Each of the men later received substantial compensation from the state.
No one else has ever been charged with the murders.
“It’s something that we’ve been waiting for for years. This is something that should have happened nearly 30 years ago when the Birmingham Six were acquitted but the police just stood there and said, ‘Oh well, we haven’t got any other evidence. There’s nowhere else to go’. For God’s sake.
“We’ve been treated with such contempt by West Midlands Police in the past. No one can believe just how bad they treated us.
“I spoke to Paddy. Paddy Hill rang me yesterday. I love Paddy. He’s such a gentleman. He’s a very angry man and he has every right to be very angry for being put away for something he didn’t do. We talk the same language- and I don’t mean English- and we’re fighting the same battle. He wants to clear his name and we want the real perpetrators brought to justice.
“I was only 11 when Maxine was killed and when they were sentenced, what you have to understand and people in Northern Ireland and Ireland will fully appreciate this- We never, ever spoke about it and we never, ever spoke about Maxine. Never. It’s just too painful.”
Saturday 21 November marked 46 years since the bombings. Julie says the news of the arrest made the occasion no easier.
“It’s never easy. I suppose it will lighten the moment but the grief and pain never diminish.”
It would mean the world to Julie to see people punished for taking her teenage sister and 20 other lives almost half a century ago.
“If we got justice it would be better than winning the lottery. It would be like having all your Christmases and birthdays all together.
“We would then know that everything we’ve been doing and working so hard for has an endgame.
“This arrest that has taken place, which might come to nothing: None of it would have happened without our fantastic supporters.
“I would also like to thank all of our supporters in Ireland and Northern Ireland, from both sides of the troubles I might add. Their grief is equal to ours as our loss is equal to theirs.”
The bombings left a lasting scar on the city with its Irish community being marginalised for years afterwards.
“Something that Brian and I always wanted to do when we started to overtly campaign was to try and bring the Birmingham community back together to what it was pre-21 November 1974. Birmingham has one of the highest concentrations of an Irish community outside of Ireland and after the bombings that was destroyed.
“What we always wanted to do was to try and bring back the Irish community into the Birmingham fold because they did suffer an awful lot of abuse. We felt guilty about that and continue to feel guilty about that.

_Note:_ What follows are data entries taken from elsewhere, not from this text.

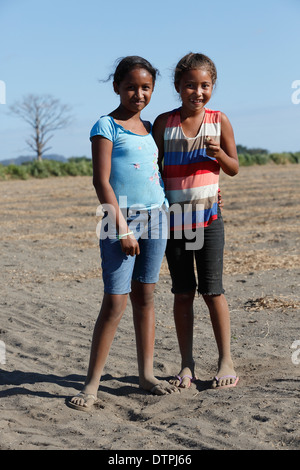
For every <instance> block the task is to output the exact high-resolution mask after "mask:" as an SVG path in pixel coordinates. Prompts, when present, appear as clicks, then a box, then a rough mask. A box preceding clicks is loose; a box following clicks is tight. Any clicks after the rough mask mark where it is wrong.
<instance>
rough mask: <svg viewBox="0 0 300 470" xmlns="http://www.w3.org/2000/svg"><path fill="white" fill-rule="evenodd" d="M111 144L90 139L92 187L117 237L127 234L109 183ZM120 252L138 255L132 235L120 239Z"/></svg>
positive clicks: (122, 214) (97, 136)
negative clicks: (103, 209) (92, 161)
mask: <svg viewBox="0 0 300 470" xmlns="http://www.w3.org/2000/svg"><path fill="white" fill-rule="evenodd" d="M112 146H113V144H112V142H111V141H110V140H108V139H105V137H101V136H95V137H93V138H92V158H93V185H94V188H95V190H96V193H97V196H98V199H99V201H100V203H101V204H105V206H106V207H105V209H108V212H110V215H111V218H112V220H113V221H114V222H115V223H116V228H117V232H118V233H119V235H121V234H123V233H129V232H130V229H129V228H128V225H127V222H126V220H125V219H124V217H123V214H122V212H121V210H120V208H119V204H118V201H117V198H116V195H115V193H114V190H113V188H112V186H111V184H110V182H109V179H110V172H111V154H112ZM120 243H121V247H122V251H123V252H124V253H126V254H127V255H131V256H134V255H138V254H139V253H140V249H139V244H138V242H137V240H136V239H135V237H134V236H133V235H128V236H127V237H124V238H122V239H120Z"/></svg>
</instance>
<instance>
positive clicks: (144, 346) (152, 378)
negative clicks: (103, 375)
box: [130, 281, 175, 395]
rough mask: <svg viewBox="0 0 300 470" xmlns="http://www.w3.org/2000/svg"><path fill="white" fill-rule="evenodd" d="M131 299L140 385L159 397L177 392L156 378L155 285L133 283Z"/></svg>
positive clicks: (130, 295)
mask: <svg viewBox="0 0 300 470" xmlns="http://www.w3.org/2000/svg"><path fill="white" fill-rule="evenodd" d="M131 286H132V287H131V289H132V290H131V293H130V299H131V302H132V310H133V321H134V328H135V335H136V348H137V360H138V370H139V384H140V387H141V388H143V389H144V390H148V391H151V392H152V393H154V394H157V395H164V394H166V393H171V392H173V391H175V389H174V388H173V387H171V386H170V385H169V384H167V383H162V382H161V381H159V380H158V379H156V378H155V377H154V373H153V356H154V340H155V313H154V288H155V284H145V283H142V282H139V281H132V285H131Z"/></svg>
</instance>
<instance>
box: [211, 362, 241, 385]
mask: <svg viewBox="0 0 300 470" xmlns="http://www.w3.org/2000/svg"><path fill="white" fill-rule="evenodd" d="M238 380H239V378H238V377H237V375H236V372H235V370H234V368H233V363H232V362H231V361H229V362H227V363H222V362H221V363H220V367H219V370H218V373H217V375H216V376H215V377H214V379H213V381H212V388H229V387H235V386H236V384H237V383H238Z"/></svg>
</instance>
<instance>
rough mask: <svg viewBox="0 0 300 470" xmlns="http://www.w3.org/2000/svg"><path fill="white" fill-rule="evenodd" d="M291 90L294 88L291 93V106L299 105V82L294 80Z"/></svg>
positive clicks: (299, 88)
mask: <svg viewBox="0 0 300 470" xmlns="http://www.w3.org/2000/svg"><path fill="white" fill-rule="evenodd" d="M292 88H295V91H293V93H292V96H291V99H292V103H293V104H299V103H300V80H294V81H293V83H292Z"/></svg>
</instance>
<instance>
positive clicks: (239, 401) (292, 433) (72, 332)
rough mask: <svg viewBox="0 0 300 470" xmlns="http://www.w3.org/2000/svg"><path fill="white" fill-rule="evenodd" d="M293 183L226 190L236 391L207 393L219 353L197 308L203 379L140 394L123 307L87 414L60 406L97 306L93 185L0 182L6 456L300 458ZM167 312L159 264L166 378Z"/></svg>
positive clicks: (132, 328)
mask: <svg viewBox="0 0 300 470" xmlns="http://www.w3.org/2000/svg"><path fill="white" fill-rule="evenodd" d="M299 179H300V165H287V166H275V165H274V166H272V165H268V166H261V167H259V166H256V167H249V168H245V167H244V168H241V170H240V173H239V175H237V176H236V177H235V178H229V177H226V176H224V175H222V178H221V189H222V194H223V198H224V204H225V207H224V209H223V217H224V219H225V224H226V225H225V227H226V253H225V276H224V278H225V281H224V284H225V288H226V297H227V300H228V303H229V306H230V310H231V318H232V353H233V357H234V360H235V367H236V370H237V371H238V374H239V376H240V382H239V384H238V386H237V387H236V388H235V389H227V390H219V391H216V390H212V389H210V388H209V384H210V380H211V379H212V377H213V375H214V374H215V372H216V365H217V364H216V363H217V351H216V345H215V341H214V337H213V334H212V329H211V324H210V321H209V318H208V313H207V311H206V308H205V306H204V303H203V300H202V299H201V298H199V299H197V301H196V302H195V339H194V344H195V347H194V349H195V361H196V366H197V367H196V373H197V375H198V376H199V380H198V381H197V382H196V383H193V384H192V386H191V388H190V389H188V390H184V391H182V392H181V393H180V394H173V395H169V396H163V397H157V396H152V395H149V394H147V393H146V392H143V391H142V390H140V389H139V387H138V381H137V364H136V351H135V338H134V331H133V325H132V314H131V307H130V304H129V303H128V307H127V311H126V313H125V315H124V317H123V318H122V320H121V324H120V326H119V329H118V331H117V335H116V337H115V340H114V343H113V346H112V349H111V352H110V356H109V359H108V362H107V365H106V368H105V373H104V376H103V378H102V381H101V383H100V387H99V394H98V396H99V398H101V405H100V406H99V407H98V408H97V409H95V410H94V411H93V413H82V412H77V411H74V410H72V409H70V408H68V407H67V406H66V405H65V400H66V398H68V397H70V396H72V395H73V394H75V393H76V392H77V391H78V390H80V389H81V384H82V382H83V380H84V377H85V374H86V369H87V362H88V357H89V350H90V344H91V336H92V330H93V327H94V322H95V319H96V317H97V315H98V311H99V307H100V303H101V299H102V293H103V289H102V281H101V271H100V268H99V266H100V264H99V250H98V239H97V236H96V233H95V230H96V225H97V222H98V218H97V217H96V209H97V206H98V202H97V199H96V196H95V192H94V189H93V187H92V183H91V178H89V177H76V178H72V177H69V178H57V179H55V178H52V179H45V180H27V181H2V182H0V195H1V206H0V211H1V214H0V216H1V228H0V231H1V299H0V320H1V322H0V340H1V343H0V346H1V348H2V350H1V351H0V352H1V356H0V357H1V362H2V363H1V364H0V384H1V388H0V398H1V400H0V449H2V450H31V449H33V450H41V449H42V450H44V449H49V450H59V449H61V450H75V449H76V450H96V449H100V450H101V449H102V450H104V449H105V450H112V451H114V450H137V449H138V450H143V449H144V450H152V451H154V450H155V451H158V450H160V451H162V450H165V451H167V450H174V451H175V450H176V451H180V450H181V451H183V450H185V451H186V450H188V451H192V450H200V449H213V450H223V449H224V450H240V449H243V450H272V449H279V450H281V449H283V450H287V449H288V450H294V449H299V447H300V430H299V429H300V428H299V421H300V419H299V418H300V415H299V385H300V379H299V375H300V374H299V372H300V329H299V306H300V296H299V284H300V262H299V232H300V230H299V215H300V203H299V200H298V194H297V191H298V188H299ZM172 303H173V298H172V294H171V292H170V279H169V275H168V270H167V268H166V265H165V262H164V264H163V266H162V270H161V278H160V281H159V283H158V285H157V288H156V323H157V328H156V349H155V373H156V376H157V377H159V378H163V379H168V378H170V377H172V376H173V375H174V374H176V373H178V372H179V365H180V357H179V352H178V346H177V339H176V334H175V329H174V323H173V318H172ZM297 341H298V343H297ZM293 346H294V348H293Z"/></svg>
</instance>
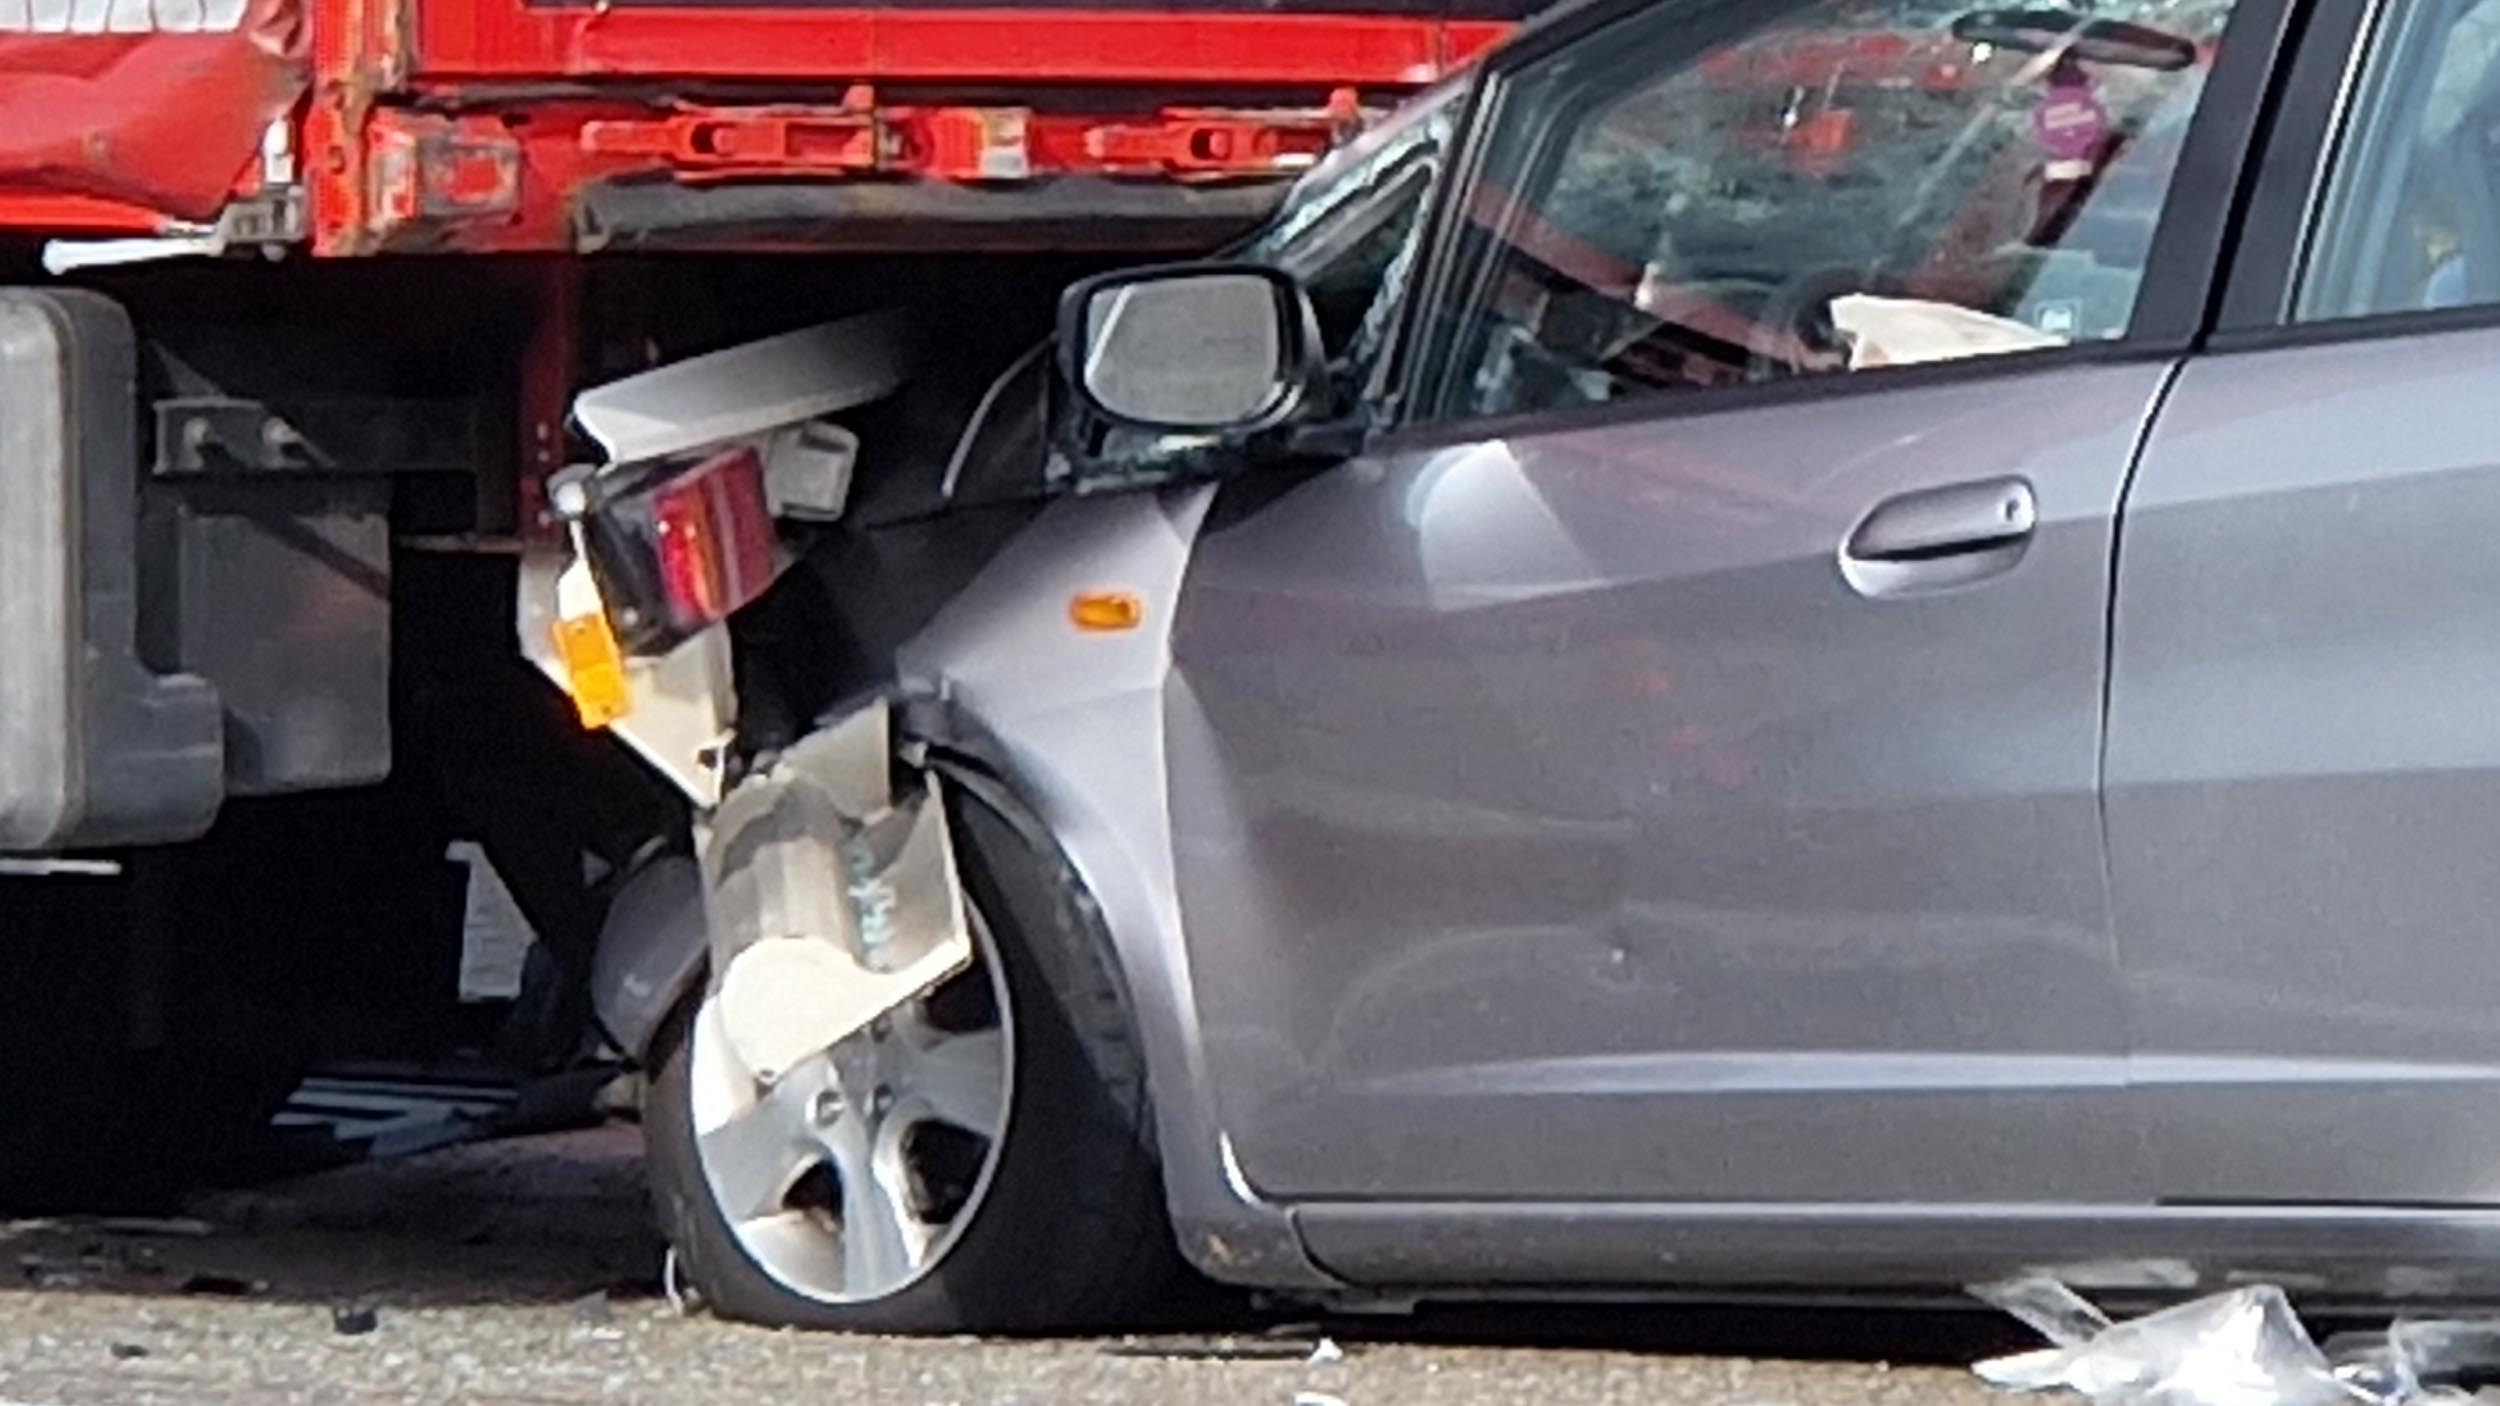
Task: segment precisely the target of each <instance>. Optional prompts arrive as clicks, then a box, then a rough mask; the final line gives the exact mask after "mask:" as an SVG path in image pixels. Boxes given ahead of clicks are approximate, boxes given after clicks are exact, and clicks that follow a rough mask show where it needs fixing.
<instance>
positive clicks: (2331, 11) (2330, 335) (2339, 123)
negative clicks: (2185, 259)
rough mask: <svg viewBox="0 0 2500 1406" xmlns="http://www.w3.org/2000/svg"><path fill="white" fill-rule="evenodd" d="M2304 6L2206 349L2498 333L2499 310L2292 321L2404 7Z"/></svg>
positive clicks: (2499, 307) (2231, 349)
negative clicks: (2281, 88)
mask: <svg viewBox="0 0 2500 1406" xmlns="http://www.w3.org/2000/svg"><path fill="white" fill-rule="evenodd" d="M2310 3H2313V5H2315V15H2313V20H2310V28H2308V35H2305V38H2303V45H2300V55H2295V68H2293V78H2290V80H2288V90H2285V98H2283V115H2280V120H2278V123H2275V130H2273V133H2270V143H2268V150H2265V158H2263V170H2265V175H2260V180H2258V188H2255V195H2253V200H2250V210H2248V228H2250V233H2248V235H2245V238H2243V240H2240V245H2238V250H2233V268H2230V283H2228V288H2225V295H2223V318H2220V323H2218V325H2215V330H2213V335H2210V338H2208V340H2205V345H2208V348H2210V350H2213V353H2260V350H2275V348H2328V345H2343V343H2370V340H2405V338H2425V335H2445V333H2478V330H2483V333H2488V330H2493V328H2500V303H2478V305H2465V308H2398V310H2388V313H2363V315H2358V318H2320V320H2310V323H2303V320H2298V298H2300V283H2303V280H2305V278H2308V273H2310V265H2313V255H2315V245H2318V238H2320V235H2323V233H2325V230H2323V220H2325V213H2328V210H2325V200H2328V188H2330V180H2333V175H2335V160H2338V158H2340V155H2343V150H2345V138H2348V130H2350V125H2353V120H2355V115H2358V108H2360V98H2363V85H2365V80H2368V73H2370V63H2373V60H2378V58H2380V53H2383V48H2380V45H2385V43H2388V40H2390V35H2393V33H2395V28H2393V25H2390V20H2393V13H2395V8H2398V5H2405V3H2410V0H2310Z"/></svg>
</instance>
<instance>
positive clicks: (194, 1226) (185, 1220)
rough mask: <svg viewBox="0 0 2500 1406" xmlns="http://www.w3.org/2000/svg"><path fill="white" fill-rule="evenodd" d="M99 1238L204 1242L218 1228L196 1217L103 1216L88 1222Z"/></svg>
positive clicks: (212, 1234)
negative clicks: (162, 1238) (168, 1239)
mask: <svg viewBox="0 0 2500 1406" xmlns="http://www.w3.org/2000/svg"><path fill="white" fill-rule="evenodd" d="M88 1228H93V1231H95V1233H100V1236H165V1238H183V1241H205V1238H207V1236H215V1233H217V1228H215V1226H210V1223H207V1221H200V1218H197V1216H105V1218H103V1221H90V1223H88Z"/></svg>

“Even though we lost our loved ones we feel guilty for these people who did no wrong but took the brunt of the abuse whilst the real murderers ran away like the cowards they are.
“They didn’t have the courage of their convictions to stand their ground. Their own community took the abuse.”
Although the IRA is believed to have planted the explosives, it never claimed responsibility.
“We still don’t know if the IRA did it because they still haven’t bloody admitted it”
Justice for the 21 worked together with the Birmingham Irish Association to unveil a monument to the bombing victims at Birmingham New Street Station two years ago.
“We could not allow a community to be villified all these years on. It’s wrong. We were not comfortable with that. We’ve been working hard to try and change that. I hope and I pray we are on track in doing so.”